Apesar de ser um jogo de exploração e gestão de recursos, em constante contra-relógio, é libertador ao ponto de queremos explorar tudo com calma. Já há muito tempo que um jogo não me dava a vontade de o completar a 100%, sem sentir que é uma tarefa. Senti sempre que queria conhecer todos os recantos, colecionar todas as pecinhas, apreciar as paisagens e os adoráveis Pikmin, descobrir todos os easter eggs, resgatar todas as pessoas e conhecer o que por lá estavam a fazer.

Nunca passei para o próximo bioma, sem que o anterior estivesse a 100%. Atualmente, isto é de uma raridade brutal. Pikmin 4 deveria ser celebrado só pelo simples facto de nos conseguir fazer abrandar.

  Que satisfatórios estes 100%.

Apontamentos negativos, nada?

No modo história, em single-player: nadinha. Talvez os mais conhecedores da franquia tenham. A minha primeira experiência com a franquia, e com Pikmin 4 em particular, é uma experiência sem espinhas.

Como jogo completo e tudo aquilo que oferece? Sim, pelos menos dois apontamentos, um com mais peso que o outro. Vejo em Pikmin um potencial tremendo na componente online. Shigeru Miyamoto, na altura do lançamento de Pikmin 3, revelou que o jogo não tinha essa componente, porque seria muito complicado implementar partidas online que processassem os jogadores, mais os 100 Pikmin de cada um. Isto foi em 2013. Não sei se a limitação de hardware se mantém, mas espero que um dia seja resolvida. Seria incrível poder desfrutar de partidas Dandori online e daria toda uma outra vida e longevidade à franquia.

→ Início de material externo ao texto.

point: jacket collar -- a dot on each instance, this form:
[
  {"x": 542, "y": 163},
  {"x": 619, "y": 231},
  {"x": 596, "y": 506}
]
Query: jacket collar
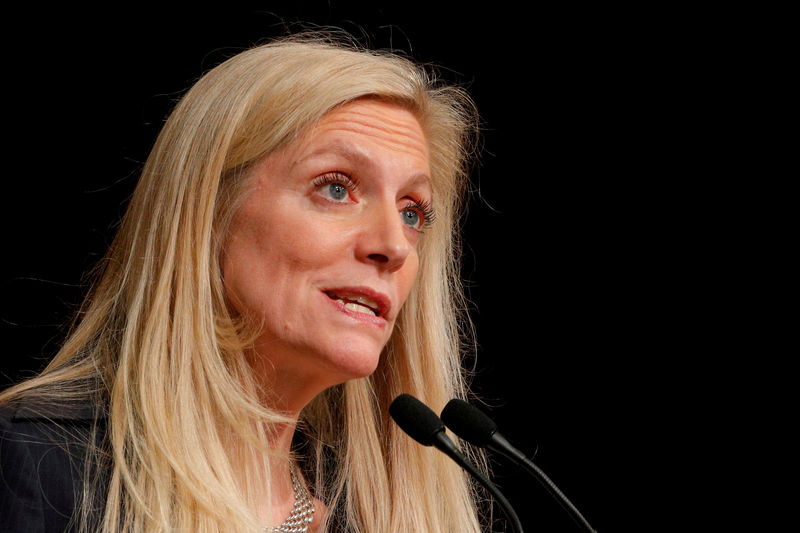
[{"x": 42, "y": 410}]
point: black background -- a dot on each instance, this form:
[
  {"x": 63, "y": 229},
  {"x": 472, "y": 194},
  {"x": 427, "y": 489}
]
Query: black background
[{"x": 586, "y": 254}]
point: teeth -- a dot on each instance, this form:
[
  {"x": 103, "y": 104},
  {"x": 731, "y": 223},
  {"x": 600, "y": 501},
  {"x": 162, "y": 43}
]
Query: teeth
[{"x": 357, "y": 307}]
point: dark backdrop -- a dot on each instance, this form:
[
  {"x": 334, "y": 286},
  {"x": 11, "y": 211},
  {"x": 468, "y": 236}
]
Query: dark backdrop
[{"x": 576, "y": 257}]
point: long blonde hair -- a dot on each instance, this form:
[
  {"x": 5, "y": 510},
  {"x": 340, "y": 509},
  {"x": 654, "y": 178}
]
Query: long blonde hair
[{"x": 156, "y": 346}]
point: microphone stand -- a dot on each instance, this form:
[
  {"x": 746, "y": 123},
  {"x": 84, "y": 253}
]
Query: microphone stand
[
  {"x": 443, "y": 443},
  {"x": 499, "y": 444}
]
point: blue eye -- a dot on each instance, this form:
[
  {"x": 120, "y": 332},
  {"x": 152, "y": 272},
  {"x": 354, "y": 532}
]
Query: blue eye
[
  {"x": 417, "y": 215},
  {"x": 336, "y": 186},
  {"x": 337, "y": 191},
  {"x": 411, "y": 218}
]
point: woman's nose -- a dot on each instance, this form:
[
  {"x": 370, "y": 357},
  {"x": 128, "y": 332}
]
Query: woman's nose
[{"x": 383, "y": 241}]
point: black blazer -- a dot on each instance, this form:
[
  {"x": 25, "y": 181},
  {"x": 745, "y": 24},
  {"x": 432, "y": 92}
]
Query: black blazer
[{"x": 42, "y": 452}]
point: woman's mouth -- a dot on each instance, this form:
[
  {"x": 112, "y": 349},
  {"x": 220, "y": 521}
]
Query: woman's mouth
[{"x": 360, "y": 300}]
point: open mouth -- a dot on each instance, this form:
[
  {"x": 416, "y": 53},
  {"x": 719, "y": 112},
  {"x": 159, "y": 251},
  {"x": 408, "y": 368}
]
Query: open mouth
[{"x": 357, "y": 303}]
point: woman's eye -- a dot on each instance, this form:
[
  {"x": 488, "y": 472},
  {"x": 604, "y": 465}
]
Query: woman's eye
[
  {"x": 337, "y": 191},
  {"x": 335, "y": 186},
  {"x": 411, "y": 218},
  {"x": 417, "y": 215}
]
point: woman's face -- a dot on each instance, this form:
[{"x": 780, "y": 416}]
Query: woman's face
[{"x": 324, "y": 246}]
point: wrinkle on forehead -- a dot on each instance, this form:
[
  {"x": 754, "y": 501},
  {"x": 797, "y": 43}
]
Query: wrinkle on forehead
[{"x": 389, "y": 125}]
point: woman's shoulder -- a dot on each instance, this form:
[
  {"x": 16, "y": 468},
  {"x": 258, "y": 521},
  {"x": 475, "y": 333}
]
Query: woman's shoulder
[{"x": 42, "y": 450}]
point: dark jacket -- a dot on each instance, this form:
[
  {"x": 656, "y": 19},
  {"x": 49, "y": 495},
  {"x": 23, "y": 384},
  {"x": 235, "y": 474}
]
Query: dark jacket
[{"x": 42, "y": 451}]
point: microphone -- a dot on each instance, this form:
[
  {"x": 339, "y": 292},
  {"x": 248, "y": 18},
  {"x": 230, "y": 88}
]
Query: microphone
[
  {"x": 422, "y": 425},
  {"x": 475, "y": 427}
]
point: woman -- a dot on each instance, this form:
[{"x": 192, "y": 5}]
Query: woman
[{"x": 286, "y": 267}]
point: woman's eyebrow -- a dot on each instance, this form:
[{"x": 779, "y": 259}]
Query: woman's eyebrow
[
  {"x": 346, "y": 150},
  {"x": 354, "y": 154}
]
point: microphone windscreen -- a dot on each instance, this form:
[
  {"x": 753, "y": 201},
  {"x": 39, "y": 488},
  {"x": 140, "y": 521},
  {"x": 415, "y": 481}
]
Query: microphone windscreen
[
  {"x": 468, "y": 422},
  {"x": 416, "y": 419}
]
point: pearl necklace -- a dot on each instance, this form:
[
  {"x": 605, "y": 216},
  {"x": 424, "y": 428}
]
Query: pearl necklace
[{"x": 302, "y": 511}]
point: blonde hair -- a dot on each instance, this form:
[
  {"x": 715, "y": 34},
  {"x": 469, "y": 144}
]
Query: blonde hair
[{"x": 155, "y": 342}]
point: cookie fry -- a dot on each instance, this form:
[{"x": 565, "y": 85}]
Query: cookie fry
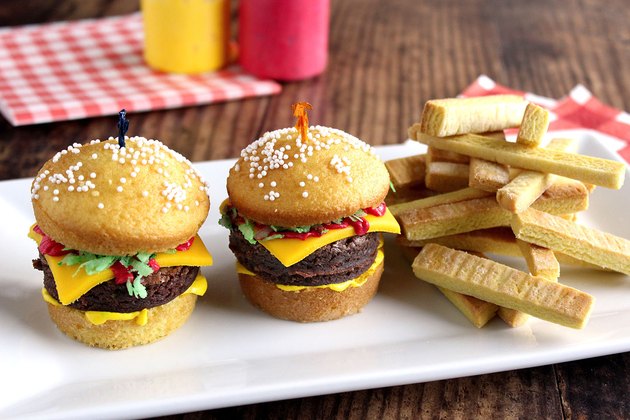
[{"x": 503, "y": 285}]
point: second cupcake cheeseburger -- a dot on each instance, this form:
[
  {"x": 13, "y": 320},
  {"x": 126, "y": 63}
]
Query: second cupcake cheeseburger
[{"x": 305, "y": 208}]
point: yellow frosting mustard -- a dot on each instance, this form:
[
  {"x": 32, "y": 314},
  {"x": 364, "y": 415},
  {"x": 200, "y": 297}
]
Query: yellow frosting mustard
[{"x": 198, "y": 287}]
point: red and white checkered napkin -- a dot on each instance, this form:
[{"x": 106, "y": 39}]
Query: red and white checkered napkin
[
  {"x": 580, "y": 109},
  {"x": 72, "y": 70}
]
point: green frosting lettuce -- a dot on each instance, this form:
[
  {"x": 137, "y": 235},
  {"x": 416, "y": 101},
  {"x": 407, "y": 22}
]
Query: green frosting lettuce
[
  {"x": 93, "y": 264},
  {"x": 248, "y": 228}
]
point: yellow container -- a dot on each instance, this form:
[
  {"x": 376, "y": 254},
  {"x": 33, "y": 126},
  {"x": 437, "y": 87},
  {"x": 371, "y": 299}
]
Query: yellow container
[{"x": 186, "y": 36}]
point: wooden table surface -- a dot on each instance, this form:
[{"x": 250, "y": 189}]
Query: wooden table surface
[{"x": 386, "y": 58}]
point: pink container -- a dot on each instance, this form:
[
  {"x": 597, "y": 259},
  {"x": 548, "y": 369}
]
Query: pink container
[{"x": 284, "y": 39}]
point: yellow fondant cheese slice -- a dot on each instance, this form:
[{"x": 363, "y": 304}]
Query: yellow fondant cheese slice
[
  {"x": 291, "y": 251},
  {"x": 337, "y": 287},
  {"x": 72, "y": 283},
  {"x": 198, "y": 287}
]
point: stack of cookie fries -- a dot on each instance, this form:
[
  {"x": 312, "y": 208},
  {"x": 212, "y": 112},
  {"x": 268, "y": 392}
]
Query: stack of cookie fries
[{"x": 474, "y": 192}]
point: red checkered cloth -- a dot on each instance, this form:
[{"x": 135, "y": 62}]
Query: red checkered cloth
[
  {"x": 71, "y": 70},
  {"x": 580, "y": 109}
]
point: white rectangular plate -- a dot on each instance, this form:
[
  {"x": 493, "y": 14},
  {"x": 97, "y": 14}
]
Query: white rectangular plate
[{"x": 230, "y": 354}]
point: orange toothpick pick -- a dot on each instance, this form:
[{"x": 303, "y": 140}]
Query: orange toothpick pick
[{"x": 300, "y": 112}]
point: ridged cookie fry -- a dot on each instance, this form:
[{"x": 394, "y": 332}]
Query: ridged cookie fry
[
  {"x": 581, "y": 242},
  {"x": 527, "y": 186},
  {"x": 483, "y": 213},
  {"x": 534, "y": 126},
  {"x": 407, "y": 172},
  {"x": 502, "y": 285},
  {"x": 593, "y": 170},
  {"x": 446, "y": 117}
]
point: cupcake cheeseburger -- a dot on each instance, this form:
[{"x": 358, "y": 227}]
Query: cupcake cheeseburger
[
  {"x": 116, "y": 228},
  {"x": 305, "y": 208}
]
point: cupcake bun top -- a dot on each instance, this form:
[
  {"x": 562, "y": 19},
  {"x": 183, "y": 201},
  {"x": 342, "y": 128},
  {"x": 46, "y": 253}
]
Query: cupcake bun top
[
  {"x": 108, "y": 200},
  {"x": 284, "y": 181}
]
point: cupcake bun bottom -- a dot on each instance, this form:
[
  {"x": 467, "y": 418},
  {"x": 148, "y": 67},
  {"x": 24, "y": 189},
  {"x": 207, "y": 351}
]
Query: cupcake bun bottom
[
  {"x": 311, "y": 304},
  {"x": 116, "y": 335}
]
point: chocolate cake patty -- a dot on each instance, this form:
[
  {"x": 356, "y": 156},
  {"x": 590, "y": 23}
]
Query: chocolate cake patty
[
  {"x": 162, "y": 286},
  {"x": 337, "y": 262}
]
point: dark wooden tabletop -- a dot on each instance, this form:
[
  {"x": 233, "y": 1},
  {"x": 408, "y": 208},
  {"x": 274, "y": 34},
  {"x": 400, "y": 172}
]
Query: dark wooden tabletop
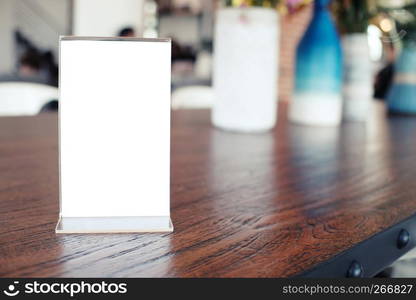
[{"x": 264, "y": 205}]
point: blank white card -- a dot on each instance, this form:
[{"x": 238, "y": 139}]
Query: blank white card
[{"x": 114, "y": 135}]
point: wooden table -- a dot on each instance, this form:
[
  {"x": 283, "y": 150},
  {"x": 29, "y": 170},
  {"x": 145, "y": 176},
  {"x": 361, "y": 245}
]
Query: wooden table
[{"x": 295, "y": 201}]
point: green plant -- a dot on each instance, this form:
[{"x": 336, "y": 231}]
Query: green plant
[{"x": 353, "y": 16}]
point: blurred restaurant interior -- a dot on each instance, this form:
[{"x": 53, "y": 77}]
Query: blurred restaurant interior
[
  {"x": 272, "y": 50},
  {"x": 30, "y": 30}
]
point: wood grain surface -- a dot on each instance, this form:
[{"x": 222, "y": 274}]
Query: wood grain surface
[{"x": 265, "y": 205}]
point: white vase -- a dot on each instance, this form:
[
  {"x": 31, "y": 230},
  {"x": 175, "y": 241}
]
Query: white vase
[
  {"x": 358, "y": 79},
  {"x": 246, "y": 69}
]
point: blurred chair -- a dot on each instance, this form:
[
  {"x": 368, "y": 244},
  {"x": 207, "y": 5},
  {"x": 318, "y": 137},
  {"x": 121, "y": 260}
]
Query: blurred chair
[
  {"x": 24, "y": 98},
  {"x": 192, "y": 97}
]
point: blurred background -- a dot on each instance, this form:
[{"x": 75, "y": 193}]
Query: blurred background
[{"x": 29, "y": 31}]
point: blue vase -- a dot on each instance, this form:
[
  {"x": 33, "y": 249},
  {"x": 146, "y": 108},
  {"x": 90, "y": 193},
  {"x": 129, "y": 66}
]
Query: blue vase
[
  {"x": 401, "y": 97},
  {"x": 318, "y": 77}
]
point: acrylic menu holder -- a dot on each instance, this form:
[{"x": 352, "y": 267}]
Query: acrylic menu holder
[{"x": 114, "y": 135}]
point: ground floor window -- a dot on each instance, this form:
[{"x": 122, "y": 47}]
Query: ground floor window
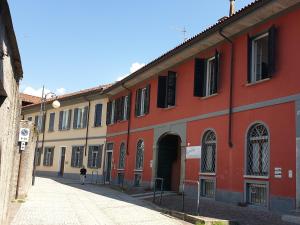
[
  {"x": 256, "y": 194},
  {"x": 48, "y": 156},
  {"x": 208, "y": 188},
  {"x": 121, "y": 178},
  {"x": 137, "y": 179}
]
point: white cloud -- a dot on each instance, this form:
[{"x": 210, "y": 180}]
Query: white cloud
[
  {"x": 38, "y": 92},
  {"x": 134, "y": 67}
]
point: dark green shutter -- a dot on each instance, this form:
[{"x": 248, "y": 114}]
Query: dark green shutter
[
  {"x": 138, "y": 102},
  {"x": 73, "y": 156},
  {"x": 171, "y": 88},
  {"x": 69, "y": 121},
  {"x": 108, "y": 113},
  {"x": 61, "y": 113},
  {"x": 249, "y": 59},
  {"x": 99, "y": 161},
  {"x": 147, "y": 99},
  {"x": 216, "y": 74},
  {"x": 90, "y": 156},
  {"x": 161, "y": 92},
  {"x": 128, "y": 106},
  {"x": 271, "y": 51},
  {"x": 85, "y": 116},
  {"x": 75, "y": 118},
  {"x": 199, "y": 77},
  {"x": 81, "y": 156},
  {"x": 51, "y": 158}
]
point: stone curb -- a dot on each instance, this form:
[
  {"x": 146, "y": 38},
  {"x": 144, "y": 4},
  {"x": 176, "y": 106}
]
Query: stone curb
[{"x": 192, "y": 219}]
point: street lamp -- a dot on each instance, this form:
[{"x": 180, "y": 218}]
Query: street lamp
[{"x": 41, "y": 123}]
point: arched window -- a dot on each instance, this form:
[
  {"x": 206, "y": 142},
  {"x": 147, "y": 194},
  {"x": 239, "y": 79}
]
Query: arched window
[
  {"x": 139, "y": 155},
  {"x": 122, "y": 156},
  {"x": 258, "y": 150},
  {"x": 208, "y": 155}
]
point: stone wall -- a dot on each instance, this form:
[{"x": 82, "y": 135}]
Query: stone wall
[{"x": 9, "y": 124}]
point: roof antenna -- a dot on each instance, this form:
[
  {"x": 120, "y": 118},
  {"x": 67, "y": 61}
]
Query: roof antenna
[{"x": 231, "y": 10}]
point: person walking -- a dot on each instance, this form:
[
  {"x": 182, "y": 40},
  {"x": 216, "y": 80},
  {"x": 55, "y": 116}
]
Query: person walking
[{"x": 82, "y": 175}]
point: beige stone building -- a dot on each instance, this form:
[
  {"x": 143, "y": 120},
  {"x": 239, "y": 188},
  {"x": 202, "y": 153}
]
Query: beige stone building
[
  {"x": 71, "y": 136},
  {"x": 10, "y": 75}
]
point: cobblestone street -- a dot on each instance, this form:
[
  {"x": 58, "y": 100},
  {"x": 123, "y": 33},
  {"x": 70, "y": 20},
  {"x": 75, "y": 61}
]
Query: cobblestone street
[{"x": 53, "y": 202}]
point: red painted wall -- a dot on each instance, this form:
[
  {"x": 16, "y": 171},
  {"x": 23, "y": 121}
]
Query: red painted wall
[{"x": 280, "y": 118}]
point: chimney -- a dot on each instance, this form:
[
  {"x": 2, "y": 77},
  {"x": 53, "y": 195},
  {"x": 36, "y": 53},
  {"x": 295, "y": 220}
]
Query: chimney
[{"x": 232, "y": 10}]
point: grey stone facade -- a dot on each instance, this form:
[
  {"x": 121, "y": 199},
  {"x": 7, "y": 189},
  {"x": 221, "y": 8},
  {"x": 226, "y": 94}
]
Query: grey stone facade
[{"x": 10, "y": 74}]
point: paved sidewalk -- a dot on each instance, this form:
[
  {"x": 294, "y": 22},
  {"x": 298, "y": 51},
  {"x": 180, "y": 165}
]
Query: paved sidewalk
[{"x": 53, "y": 202}]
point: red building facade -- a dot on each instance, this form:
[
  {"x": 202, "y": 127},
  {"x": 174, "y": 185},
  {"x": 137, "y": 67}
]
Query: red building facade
[{"x": 233, "y": 90}]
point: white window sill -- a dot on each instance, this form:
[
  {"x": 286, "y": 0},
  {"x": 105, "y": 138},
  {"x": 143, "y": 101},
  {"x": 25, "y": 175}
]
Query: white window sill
[
  {"x": 257, "y": 82},
  {"x": 256, "y": 177},
  {"x": 207, "y": 174},
  {"x": 209, "y": 96}
]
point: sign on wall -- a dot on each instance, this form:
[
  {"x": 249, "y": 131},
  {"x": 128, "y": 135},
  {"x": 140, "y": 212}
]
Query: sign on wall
[{"x": 193, "y": 152}]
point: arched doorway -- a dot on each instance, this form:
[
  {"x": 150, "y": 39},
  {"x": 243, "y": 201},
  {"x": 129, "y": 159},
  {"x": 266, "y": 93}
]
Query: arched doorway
[{"x": 169, "y": 161}]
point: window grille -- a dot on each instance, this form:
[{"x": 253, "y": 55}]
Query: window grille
[
  {"x": 257, "y": 194},
  {"x": 208, "y": 188},
  {"x": 208, "y": 152},
  {"x": 258, "y": 151},
  {"x": 139, "y": 155},
  {"x": 122, "y": 156}
]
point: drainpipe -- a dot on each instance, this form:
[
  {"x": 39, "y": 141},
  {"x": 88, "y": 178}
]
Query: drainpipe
[
  {"x": 129, "y": 118},
  {"x": 87, "y": 125},
  {"x": 230, "y": 144}
]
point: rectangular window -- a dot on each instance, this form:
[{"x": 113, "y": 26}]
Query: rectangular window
[
  {"x": 206, "y": 76},
  {"x": 51, "y": 122},
  {"x": 261, "y": 56},
  {"x": 256, "y": 194},
  {"x": 77, "y": 156},
  {"x": 142, "y": 101},
  {"x": 208, "y": 188},
  {"x": 48, "y": 156},
  {"x": 166, "y": 93},
  {"x": 80, "y": 118},
  {"x": 95, "y": 156},
  {"x": 65, "y": 119},
  {"x": 98, "y": 115}
]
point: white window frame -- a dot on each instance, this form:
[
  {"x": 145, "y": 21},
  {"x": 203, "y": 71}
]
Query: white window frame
[
  {"x": 254, "y": 58},
  {"x": 142, "y": 103},
  {"x": 65, "y": 120},
  {"x": 125, "y": 111},
  {"x": 209, "y": 76}
]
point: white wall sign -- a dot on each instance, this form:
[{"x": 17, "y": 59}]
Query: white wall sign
[
  {"x": 24, "y": 135},
  {"x": 193, "y": 152}
]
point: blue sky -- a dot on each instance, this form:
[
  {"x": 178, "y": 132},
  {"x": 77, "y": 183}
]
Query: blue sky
[{"x": 69, "y": 45}]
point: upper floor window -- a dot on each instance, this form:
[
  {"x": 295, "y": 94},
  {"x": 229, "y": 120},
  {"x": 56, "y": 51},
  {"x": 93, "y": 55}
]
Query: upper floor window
[
  {"x": 142, "y": 101},
  {"x": 77, "y": 156},
  {"x": 65, "y": 119},
  {"x": 80, "y": 117},
  {"x": 139, "y": 160},
  {"x": 95, "y": 156},
  {"x": 51, "y": 121},
  {"x": 98, "y": 115},
  {"x": 261, "y": 56},
  {"x": 110, "y": 113},
  {"x": 166, "y": 93},
  {"x": 206, "y": 76},
  {"x": 48, "y": 156},
  {"x": 258, "y": 151},
  {"x": 208, "y": 154},
  {"x": 122, "y": 156}
]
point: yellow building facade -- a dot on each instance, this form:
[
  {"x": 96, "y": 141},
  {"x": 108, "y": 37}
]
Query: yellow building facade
[{"x": 71, "y": 136}]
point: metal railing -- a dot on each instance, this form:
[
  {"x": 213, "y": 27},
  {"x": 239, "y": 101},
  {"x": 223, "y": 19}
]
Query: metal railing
[
  {"x": 161, "y": 188},
  {"x": 198, "y": 194},
  {"x": 96, "y": 175}
]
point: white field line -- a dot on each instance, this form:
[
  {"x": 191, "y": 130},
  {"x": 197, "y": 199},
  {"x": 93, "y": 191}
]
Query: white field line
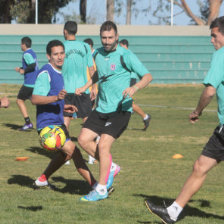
[{"x": 174, "y": 107}]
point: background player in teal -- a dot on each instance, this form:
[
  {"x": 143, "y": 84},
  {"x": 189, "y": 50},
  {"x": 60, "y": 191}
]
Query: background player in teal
[
  {"x": 29, "y": 71},
  {"x": 78, "y": 58},
  {"x": 114, "y": 103},
  {"x": 49, "y": 95},
  {"x": 213, "y": 152},
  {"x": 134, "y": 78}
]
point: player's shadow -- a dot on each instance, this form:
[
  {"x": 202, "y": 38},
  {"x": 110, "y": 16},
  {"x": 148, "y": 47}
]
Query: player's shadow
[
  {"x": 41, "y": 151},
  {"x": 14, "y": 126},
  {"x": 72, "y": 186},
  {"x": 21, "y": 180},
  {"x": 79, "y": 187},
  {"x": 31, "y": 208},
  {"x": 188, "y": 210}
]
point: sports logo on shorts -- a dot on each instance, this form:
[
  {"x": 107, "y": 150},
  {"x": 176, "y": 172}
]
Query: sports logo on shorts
[
  {"x": 108, "y": 124},
  {"x": 112, "y": 67}
]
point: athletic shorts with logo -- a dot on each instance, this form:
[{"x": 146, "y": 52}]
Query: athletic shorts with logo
[
  {"x": 215, "y": 147},
  {"x": 83, "y": 104},
  {"x": 25, "y": 93},
  {"x": 112, "y": 124}
]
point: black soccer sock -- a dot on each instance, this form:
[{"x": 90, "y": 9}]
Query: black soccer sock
[{"x": 27, "y": 120}]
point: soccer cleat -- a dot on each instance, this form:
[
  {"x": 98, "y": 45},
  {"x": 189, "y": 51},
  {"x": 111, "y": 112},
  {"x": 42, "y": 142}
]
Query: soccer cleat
[
  {"x": 26, "y": 127},
  {"x": 146, "y": 122},
  {"x": 94, "y": 196},
  {"x": 112, "y": 175},
  {"x": 160, "y": 212}
]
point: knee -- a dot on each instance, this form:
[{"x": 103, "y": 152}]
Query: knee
[
  {"x": 198, "y": 169},
  {"x": 82, "y": 141}
]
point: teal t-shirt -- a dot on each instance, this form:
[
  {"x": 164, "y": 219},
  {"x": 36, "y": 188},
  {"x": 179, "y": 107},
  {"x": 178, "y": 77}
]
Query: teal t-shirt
[
  {"x": 78, "y": 57},
  {"x": 42, "y": 84},
  {"x": 114, "y": 78},
  {"x": 28, "y": 58},
  {"x": 215, "y": 77}
]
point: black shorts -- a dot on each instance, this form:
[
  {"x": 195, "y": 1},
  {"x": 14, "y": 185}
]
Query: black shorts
[
  {"x": 83, "y": 104},
  {"x": 112, "y": 124},
  {"x": 63, "y": 127},
  {"x": 215, "y": 146},
  {"x": 25, "y": 93},
  {"x": 133, "y": 82}
]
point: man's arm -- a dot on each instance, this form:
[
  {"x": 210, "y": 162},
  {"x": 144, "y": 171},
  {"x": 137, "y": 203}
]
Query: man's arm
[
  {"x": 204, "y": 100},
  {"x": 37, "y": 99},
  {"x": 130, "y": 91},
  {"x": 4, "y": 102}
]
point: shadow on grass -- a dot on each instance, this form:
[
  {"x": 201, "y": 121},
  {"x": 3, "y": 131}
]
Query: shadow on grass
[
  {"x": 79, "y": 187},
  {"x": 31, "y": 208},
  {"x": 188, "y": 210},
  {"x": 41, "y": 151},
  {"x": 17, "y": 127}
]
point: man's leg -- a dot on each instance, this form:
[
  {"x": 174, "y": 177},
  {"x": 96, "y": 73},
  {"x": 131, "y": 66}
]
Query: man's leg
[
  {"x": 196, "y": 179},
  {"x": 67, "y": 121},
  {"x": 191, "y": 186}
]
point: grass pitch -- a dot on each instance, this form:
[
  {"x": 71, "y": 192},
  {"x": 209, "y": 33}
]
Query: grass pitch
[{"x": 147, "y": 167}]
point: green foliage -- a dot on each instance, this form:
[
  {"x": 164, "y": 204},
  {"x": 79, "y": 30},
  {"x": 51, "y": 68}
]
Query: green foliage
[{"x": 147, "y": 167}]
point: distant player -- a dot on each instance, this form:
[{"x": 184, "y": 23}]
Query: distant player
[
  {"x": 213, "y": 152},
  {"x": 29, "y": 71},
  {"x": 48, "y": 96},
  {"x": 78, "y": 57},
  {"x": 134, "y": 77}
]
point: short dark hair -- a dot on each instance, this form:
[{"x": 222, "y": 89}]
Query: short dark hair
[
  {"x": 218, "y": 22},
  {"x": 124, "y": 42},
  {"x": 107, "y": 26},
  {"x": 27, "y": 41},
  {"x": 89, "y": 41},
  {"x": 71, "y": 27},
  {"x": 53, "y": 43}
]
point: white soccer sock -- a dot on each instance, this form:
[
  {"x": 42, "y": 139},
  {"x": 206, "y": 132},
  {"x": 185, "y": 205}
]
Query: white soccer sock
[
  {"x": 101, "y": 189},
  {"x": 146, "y": 117},
  {"x": 174, "y": 210}
]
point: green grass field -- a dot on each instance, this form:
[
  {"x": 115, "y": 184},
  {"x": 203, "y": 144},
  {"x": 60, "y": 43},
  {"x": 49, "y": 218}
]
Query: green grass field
[{"x": 147, "y": 167}]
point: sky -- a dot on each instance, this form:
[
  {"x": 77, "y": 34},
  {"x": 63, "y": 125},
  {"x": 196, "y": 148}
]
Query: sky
[{"x": 97, "y": 11}]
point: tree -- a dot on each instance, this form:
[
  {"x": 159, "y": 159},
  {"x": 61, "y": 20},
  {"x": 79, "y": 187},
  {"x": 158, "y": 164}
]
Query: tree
[
  {"x": 23, "y": 11},
  {"x": 110, "y": 10},
  {"x": 213, "y": 10},
  {"x": 82, "y": 10}
]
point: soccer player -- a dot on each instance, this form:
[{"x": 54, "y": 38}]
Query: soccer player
[
  {"x": 89, "y": 41},
  {"x": 78, "y": 57},
  {"x": 145, "y": 117},
  {"x": 213, "y": 152},
  {"x": 4, "y": 102},
  {"x": 114, "y": 103},
  {"x": 29, "y": 71},
  {"x": 48, "y": 96}
]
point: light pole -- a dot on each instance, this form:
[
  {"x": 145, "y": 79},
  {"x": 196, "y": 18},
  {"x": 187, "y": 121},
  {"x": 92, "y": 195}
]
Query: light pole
[
  {"x": 171, "y": 13},
  {"x": 36, "y": 12}
]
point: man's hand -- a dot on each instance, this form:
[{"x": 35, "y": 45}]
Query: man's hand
[
  {"x": 70, "y": 108},
  {"x": 194, "y": 117},
  {"x": 93, "y": 92},
  {"x": 4, "y": 102},
  {"x": 61, "y": 94},
  {"x": 130, "y": 91},
  {"x": 20, "y": 70},
  {"x": 79, "y": 91}
]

O segundo apontamento é sobre o modo cooperativo local. Este já tem um peso negativo, até porque, sendo offline, a mesma desculpa de limitação de hardware não pode ser aplicada.

Ele existe e não tenho queixas sobre a sua implementação: o segundo jogador pode estar presente em todo o modo história e pode intervir munido de uma fisga para arremessar coisas contra os inimigos. É um tipo de modo cooperativo interessante para pais que estejam por exemplo a jogar com os filhos e aproveitar para ter aqui um serão em família e os mais novos sentirem-se parte do jogo.

O que me parece um aspeto negativo é apenas existir este tipo de modo cooperativo. Por que não haver a possibilidade de dois jogadores poderem cooperar, cada um com a sua abordagem ao Dandori e passarem o modo de história juntos? Pikmin é perfeito para um co-op local e esse potencial não está a ser verdadeiramente aproveitado.

De momento o segundo jogador não passa de um mero observador que pode apenas atirar coisas. Seria muito mais interessante se o segundo jogador pudesse assumir outra personagem dos Rescue Corps e fazer parte desta jornada.